Summary: What did we learn today?#

  • Loss functions (high level)

    • OLS vs absolute loss

    • 0/1 loss

    • Exponential loss

    • Hinge loss

    • Logistic loss

  • Adding complexity penalties to the loss function

    • L0 penalty

    • Introduction to L2 regularization

  • Coming up

    • More on L2 regularization

    • L1 regularization





❓❓ Questions for you#

Exercise 5.1 L0 and L2-regularization#

Select all the statements below which are True.

  • (A) In the equation below of L0-regularization, smaller value for \(\lVert w\rVert_0\) means we discard most of the features. $\( f(w) = \lVert{Xw -y}\rVert^2 + \lambda \lVert w\rVert_0\)$

  • (B) In the above equation, larger \(\lambda\) means aggressively changing many weights to zero.

V’s answers: A, B,

Exercise 5.2#

Imagine that you fit Ridge twice with different values of \(\alpha\), \(\alpha = 0\) and \(\alpha=10\). You are given the weights learned from two different models below.
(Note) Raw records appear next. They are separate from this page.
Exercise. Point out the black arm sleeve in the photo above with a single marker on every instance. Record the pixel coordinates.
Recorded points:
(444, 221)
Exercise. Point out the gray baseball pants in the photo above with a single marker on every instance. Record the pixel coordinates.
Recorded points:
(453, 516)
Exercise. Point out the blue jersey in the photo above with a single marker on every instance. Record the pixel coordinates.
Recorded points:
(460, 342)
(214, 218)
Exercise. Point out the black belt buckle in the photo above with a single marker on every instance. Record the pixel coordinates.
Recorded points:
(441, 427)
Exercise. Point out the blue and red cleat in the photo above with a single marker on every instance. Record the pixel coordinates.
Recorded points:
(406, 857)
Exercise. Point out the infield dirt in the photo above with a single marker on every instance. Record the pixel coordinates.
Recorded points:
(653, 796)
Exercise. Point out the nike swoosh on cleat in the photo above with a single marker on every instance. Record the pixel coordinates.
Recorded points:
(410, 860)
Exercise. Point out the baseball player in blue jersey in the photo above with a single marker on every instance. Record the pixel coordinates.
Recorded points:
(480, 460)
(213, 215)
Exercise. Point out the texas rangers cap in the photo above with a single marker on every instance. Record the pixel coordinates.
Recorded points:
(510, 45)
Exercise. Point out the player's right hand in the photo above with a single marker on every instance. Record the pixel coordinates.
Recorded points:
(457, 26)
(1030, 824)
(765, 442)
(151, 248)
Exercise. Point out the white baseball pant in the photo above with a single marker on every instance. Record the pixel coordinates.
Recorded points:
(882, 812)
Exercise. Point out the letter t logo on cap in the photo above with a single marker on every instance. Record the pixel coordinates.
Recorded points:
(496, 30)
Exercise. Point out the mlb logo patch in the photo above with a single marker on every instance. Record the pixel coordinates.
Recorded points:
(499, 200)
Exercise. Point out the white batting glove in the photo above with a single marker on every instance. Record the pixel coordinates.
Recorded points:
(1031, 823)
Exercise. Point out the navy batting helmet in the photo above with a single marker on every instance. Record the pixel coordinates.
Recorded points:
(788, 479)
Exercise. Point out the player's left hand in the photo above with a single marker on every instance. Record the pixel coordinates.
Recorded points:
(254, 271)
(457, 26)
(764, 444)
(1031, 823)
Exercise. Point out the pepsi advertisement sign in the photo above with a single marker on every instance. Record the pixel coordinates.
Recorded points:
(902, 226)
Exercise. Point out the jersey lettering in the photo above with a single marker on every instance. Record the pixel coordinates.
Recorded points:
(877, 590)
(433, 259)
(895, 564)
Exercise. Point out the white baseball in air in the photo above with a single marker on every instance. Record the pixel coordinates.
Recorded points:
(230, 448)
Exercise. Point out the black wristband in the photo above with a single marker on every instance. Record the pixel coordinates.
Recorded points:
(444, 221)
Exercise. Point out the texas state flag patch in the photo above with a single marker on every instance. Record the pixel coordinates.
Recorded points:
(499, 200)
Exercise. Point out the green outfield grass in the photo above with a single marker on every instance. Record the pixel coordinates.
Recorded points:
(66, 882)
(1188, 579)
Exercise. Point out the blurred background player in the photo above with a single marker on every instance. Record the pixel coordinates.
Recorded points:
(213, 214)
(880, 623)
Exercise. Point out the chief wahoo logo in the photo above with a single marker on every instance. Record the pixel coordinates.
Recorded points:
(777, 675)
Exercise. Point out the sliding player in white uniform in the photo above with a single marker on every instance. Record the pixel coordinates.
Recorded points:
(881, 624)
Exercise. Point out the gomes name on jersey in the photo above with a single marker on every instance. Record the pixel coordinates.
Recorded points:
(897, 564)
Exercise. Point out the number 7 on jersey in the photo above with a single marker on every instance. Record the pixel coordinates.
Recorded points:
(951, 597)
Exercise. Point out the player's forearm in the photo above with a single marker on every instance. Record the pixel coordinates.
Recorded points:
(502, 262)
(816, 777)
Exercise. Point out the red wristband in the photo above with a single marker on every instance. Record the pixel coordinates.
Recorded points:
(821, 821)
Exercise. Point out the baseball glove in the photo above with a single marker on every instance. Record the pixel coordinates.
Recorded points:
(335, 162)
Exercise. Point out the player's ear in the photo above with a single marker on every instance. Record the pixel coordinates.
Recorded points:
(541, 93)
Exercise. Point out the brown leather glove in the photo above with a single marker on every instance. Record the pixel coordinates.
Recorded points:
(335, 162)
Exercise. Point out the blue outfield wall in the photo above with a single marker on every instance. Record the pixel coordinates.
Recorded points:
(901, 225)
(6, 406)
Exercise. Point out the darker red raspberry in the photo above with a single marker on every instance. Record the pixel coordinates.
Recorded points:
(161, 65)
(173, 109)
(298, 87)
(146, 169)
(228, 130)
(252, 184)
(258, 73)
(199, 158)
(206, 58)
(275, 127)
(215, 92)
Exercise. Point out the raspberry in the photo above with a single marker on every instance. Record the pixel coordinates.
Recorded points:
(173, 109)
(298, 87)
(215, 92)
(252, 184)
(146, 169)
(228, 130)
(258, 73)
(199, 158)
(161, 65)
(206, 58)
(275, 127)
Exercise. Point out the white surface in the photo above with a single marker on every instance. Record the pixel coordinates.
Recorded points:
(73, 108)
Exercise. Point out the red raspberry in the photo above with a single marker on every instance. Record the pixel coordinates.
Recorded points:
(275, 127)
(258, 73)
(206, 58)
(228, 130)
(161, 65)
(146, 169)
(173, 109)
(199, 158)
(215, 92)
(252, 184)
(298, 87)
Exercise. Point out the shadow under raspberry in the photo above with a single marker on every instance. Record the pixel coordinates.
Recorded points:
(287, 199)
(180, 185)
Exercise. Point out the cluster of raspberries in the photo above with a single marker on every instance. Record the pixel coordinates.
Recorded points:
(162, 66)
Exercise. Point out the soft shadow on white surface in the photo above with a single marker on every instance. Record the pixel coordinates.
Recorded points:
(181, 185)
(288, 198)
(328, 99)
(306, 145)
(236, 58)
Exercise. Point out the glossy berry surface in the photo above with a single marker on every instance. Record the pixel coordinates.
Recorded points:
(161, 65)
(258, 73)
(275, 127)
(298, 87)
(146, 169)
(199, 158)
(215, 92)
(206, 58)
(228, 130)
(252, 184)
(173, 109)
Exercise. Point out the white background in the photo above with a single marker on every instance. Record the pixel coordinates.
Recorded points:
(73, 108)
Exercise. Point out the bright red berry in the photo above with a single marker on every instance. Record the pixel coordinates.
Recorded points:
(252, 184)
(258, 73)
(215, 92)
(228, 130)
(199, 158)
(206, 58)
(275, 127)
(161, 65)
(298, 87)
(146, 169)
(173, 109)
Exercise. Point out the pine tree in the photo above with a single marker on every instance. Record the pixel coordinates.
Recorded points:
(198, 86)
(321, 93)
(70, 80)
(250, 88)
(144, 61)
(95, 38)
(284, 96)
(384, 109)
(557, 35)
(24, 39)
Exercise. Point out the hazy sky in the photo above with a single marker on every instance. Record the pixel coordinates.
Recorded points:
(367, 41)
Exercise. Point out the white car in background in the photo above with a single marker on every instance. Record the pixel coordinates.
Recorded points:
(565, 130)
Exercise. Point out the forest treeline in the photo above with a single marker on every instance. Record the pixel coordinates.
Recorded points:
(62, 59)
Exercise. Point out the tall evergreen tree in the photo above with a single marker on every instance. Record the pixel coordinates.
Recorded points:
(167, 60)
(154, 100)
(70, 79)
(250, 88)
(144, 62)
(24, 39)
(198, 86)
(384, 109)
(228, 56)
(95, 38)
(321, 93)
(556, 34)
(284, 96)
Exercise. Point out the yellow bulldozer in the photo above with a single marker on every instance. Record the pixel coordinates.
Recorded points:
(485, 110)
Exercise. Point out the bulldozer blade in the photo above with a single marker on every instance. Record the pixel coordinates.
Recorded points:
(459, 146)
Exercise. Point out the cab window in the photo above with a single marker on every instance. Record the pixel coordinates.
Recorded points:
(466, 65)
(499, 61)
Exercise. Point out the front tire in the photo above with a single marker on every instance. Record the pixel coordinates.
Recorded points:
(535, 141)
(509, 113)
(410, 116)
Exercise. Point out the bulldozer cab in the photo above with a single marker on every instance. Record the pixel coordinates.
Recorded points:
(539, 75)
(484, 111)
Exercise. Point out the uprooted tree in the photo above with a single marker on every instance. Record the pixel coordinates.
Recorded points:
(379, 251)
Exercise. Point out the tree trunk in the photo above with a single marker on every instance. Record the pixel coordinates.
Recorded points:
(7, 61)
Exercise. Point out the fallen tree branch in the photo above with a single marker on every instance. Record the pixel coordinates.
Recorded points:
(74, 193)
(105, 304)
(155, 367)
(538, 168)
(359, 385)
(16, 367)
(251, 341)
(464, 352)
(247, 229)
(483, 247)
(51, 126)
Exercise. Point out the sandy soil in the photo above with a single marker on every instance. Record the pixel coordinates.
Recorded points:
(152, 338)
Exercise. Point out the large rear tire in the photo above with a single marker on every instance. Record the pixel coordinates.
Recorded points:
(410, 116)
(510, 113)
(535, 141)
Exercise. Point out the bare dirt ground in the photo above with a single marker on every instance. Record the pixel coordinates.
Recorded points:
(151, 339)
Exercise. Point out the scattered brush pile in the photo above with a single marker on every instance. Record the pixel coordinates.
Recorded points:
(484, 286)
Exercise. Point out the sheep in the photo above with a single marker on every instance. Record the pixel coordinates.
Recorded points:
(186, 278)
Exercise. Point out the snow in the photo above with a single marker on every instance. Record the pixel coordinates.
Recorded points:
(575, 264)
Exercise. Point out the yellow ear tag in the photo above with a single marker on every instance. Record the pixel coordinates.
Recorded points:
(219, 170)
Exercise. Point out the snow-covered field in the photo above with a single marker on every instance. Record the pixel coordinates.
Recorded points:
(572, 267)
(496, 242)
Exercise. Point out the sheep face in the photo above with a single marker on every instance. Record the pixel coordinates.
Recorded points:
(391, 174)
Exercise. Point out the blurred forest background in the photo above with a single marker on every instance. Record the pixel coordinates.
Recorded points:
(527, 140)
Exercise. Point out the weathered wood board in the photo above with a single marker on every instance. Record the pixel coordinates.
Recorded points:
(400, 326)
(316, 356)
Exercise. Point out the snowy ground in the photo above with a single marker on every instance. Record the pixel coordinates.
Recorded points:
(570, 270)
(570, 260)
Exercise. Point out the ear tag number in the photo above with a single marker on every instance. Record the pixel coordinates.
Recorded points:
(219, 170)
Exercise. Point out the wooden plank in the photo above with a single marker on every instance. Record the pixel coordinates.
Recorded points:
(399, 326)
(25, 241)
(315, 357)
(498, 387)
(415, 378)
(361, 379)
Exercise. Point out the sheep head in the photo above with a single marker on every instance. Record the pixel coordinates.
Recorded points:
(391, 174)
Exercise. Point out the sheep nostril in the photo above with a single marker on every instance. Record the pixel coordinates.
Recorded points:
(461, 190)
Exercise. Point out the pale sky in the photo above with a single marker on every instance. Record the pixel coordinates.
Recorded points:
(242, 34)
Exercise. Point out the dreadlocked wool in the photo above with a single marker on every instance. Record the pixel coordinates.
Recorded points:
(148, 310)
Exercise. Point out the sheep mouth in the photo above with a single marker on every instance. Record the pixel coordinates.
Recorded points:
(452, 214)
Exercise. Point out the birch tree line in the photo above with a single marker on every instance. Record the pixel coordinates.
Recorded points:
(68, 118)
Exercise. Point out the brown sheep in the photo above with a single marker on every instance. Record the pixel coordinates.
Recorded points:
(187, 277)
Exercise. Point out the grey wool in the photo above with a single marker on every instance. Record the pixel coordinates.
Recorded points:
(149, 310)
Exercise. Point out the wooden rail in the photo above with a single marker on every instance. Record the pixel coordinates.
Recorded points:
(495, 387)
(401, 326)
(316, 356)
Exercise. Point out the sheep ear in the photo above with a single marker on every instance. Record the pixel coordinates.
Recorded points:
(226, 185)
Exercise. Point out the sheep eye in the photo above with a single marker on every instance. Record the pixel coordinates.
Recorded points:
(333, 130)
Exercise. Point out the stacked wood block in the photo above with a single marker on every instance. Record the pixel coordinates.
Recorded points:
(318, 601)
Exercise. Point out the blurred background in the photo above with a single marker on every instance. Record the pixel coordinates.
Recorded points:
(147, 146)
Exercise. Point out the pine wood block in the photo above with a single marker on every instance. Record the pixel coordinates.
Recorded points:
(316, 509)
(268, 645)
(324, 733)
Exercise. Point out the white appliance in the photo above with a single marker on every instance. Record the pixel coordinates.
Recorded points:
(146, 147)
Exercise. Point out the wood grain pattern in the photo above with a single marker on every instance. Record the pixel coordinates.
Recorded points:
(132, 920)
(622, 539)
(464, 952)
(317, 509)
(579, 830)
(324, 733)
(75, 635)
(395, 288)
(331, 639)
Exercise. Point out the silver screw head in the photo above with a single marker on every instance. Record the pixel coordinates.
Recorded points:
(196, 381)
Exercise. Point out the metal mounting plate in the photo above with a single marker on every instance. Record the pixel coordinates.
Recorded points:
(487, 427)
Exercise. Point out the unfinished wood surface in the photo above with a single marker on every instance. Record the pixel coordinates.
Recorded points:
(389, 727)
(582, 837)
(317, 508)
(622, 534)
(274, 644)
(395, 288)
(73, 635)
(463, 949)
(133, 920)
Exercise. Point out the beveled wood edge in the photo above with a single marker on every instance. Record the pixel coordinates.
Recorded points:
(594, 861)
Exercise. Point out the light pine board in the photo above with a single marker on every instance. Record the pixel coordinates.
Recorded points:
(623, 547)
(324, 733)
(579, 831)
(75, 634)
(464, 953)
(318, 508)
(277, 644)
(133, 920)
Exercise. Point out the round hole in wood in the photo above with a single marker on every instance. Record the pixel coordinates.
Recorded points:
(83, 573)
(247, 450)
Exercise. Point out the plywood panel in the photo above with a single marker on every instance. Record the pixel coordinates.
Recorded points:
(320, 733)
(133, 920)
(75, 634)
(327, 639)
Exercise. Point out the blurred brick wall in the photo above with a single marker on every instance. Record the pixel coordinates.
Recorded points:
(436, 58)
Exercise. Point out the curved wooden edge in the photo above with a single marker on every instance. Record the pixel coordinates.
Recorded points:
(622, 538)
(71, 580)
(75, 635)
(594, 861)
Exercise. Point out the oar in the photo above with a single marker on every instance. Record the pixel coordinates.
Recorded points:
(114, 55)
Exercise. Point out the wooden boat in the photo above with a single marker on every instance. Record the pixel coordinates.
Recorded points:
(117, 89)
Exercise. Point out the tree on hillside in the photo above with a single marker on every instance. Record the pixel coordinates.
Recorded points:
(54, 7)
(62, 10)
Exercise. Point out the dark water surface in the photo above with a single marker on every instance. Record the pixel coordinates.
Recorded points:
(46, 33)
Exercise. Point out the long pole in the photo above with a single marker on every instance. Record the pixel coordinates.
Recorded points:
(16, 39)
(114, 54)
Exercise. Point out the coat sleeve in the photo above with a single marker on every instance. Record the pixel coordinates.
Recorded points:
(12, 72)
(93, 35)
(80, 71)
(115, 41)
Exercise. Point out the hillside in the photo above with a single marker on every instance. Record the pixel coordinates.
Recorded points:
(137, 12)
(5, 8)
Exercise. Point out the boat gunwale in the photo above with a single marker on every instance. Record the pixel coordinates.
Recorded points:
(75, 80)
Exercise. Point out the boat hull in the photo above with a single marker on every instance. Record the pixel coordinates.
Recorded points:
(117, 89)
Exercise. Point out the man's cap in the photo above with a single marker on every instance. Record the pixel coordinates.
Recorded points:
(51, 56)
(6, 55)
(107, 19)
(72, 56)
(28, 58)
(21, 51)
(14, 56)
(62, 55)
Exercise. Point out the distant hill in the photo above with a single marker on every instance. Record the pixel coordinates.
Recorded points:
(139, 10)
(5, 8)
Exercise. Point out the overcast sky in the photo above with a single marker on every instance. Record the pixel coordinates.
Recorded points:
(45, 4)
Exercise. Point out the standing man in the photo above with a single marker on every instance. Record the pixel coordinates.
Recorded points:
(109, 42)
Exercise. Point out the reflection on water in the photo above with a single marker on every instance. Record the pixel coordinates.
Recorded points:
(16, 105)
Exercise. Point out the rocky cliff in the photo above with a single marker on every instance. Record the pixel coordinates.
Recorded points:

Without knowing which weights came from which model, you can guess that \(w^1\) probably corresponds to \(\alpha = 10\) and \(w^2\) probably corresponds to \(\alpha = 0\).

\[\begin{split}w^1 = \begin{bmatrix} 32.43\\23.14\\16.4\end{bmatrix} \text{ and }w^2 = \begin{bmatrix} 2.03\\1.2\\0.4\end{bmatrix}\end{split}\]

V’s answers: False. Bigger alpha means the weights should be smaller.